Symbols & Rituals of Rosh Hashanah

From our archived column, “Not Your Grandparents’ Shtetl: Exploring Jewish Culture in Western MA,”  Amy Meltzer shares different symbols and rituals of Rosh Hashanah.  Also known as the Jewish New Year, or the first day of the traditional Jewish lunar calendar, this year Rosh Hashanah takes place sunset, September 18 – nightfall, September 20, 2020.


One of the themes of Rosh Hashanah is sweetness. (A traditional greeting is “May you have a good and sweet new year.”) Apples and challah (Jewish egg bread) dipped in honey symbolize that sweetness. Before Rosh Hashanah, we make a trip to a local apple orchard to collect several varieties of local apples. On the holiday we sample the apples, and sweet recipes made from the apples…


Another symbol of the holiday is a shofar, a musical instrument made form a ram’s horn. The shofar is sounded in synagogue, but my kids love to try to blow the shofar on their own. We often forgo synagogue on the second day of the holiday in favor of a hike and a picnic. We take a shofar along and I let my kids blow it as often as they like (at least when no one else is around – it tends to sound like a dead seal in their hands.) Did you know you can buy a shofar on Amazon? They really do sell everything. This slightly silly but terrifically informative video shows how to blow the shofar.


Tashlich is a ceremony performed on the afternoon of the first day of the holiday. The ritual involves tossing bread crumbs into a body of water to represent casting off one’s mistakes from the past year. While most synagogues organize a group tashlich gathering, it can be especially meaningful to do with your family or in a small group at a favorite watering hole. A lovely book, Tashlich at Turtle Rock, tells the story of one family taking part in their own, homemade tashlich service.

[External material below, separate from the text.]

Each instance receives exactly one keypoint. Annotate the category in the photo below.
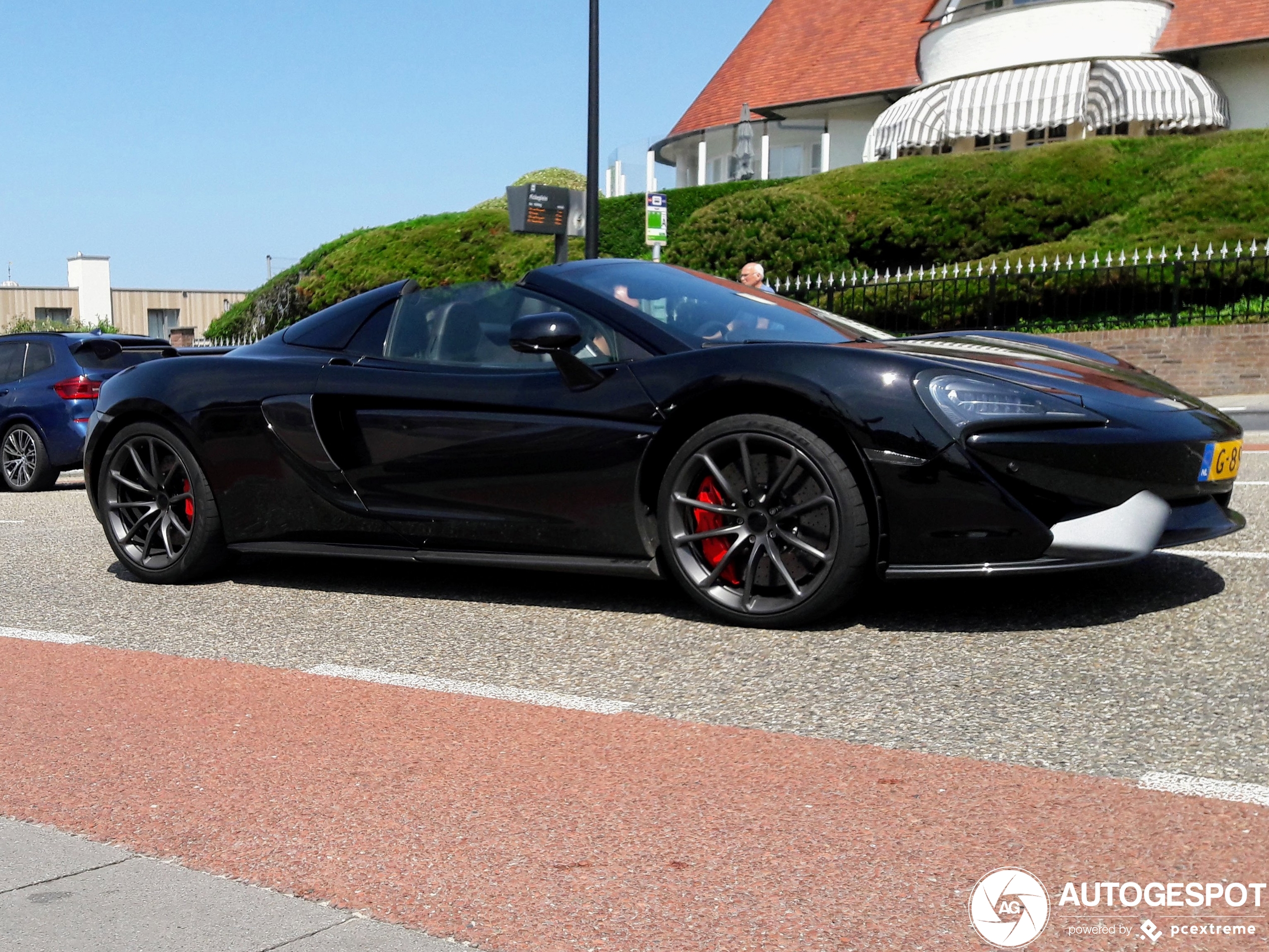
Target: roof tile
(802, 51)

Almost every Jewish holiday includes one or more festive meals. Jewish communities all over the world have developed their own unique traditional foods, all symbolizing hopes for the upcoming year, ranging from pomegranates, to seven-vegetable couscous, to, well, the head of an animal. Here’s an article describing these traditional in detail, recipes included.

Here’s a link to my very favorite challah recipe, from the wonderful blog, Smitten Kitchen. While most of the year, challah is prepared in a long braid, it is a Rosh Hashnah tradition to make round challahs, representing the cycle of renewal.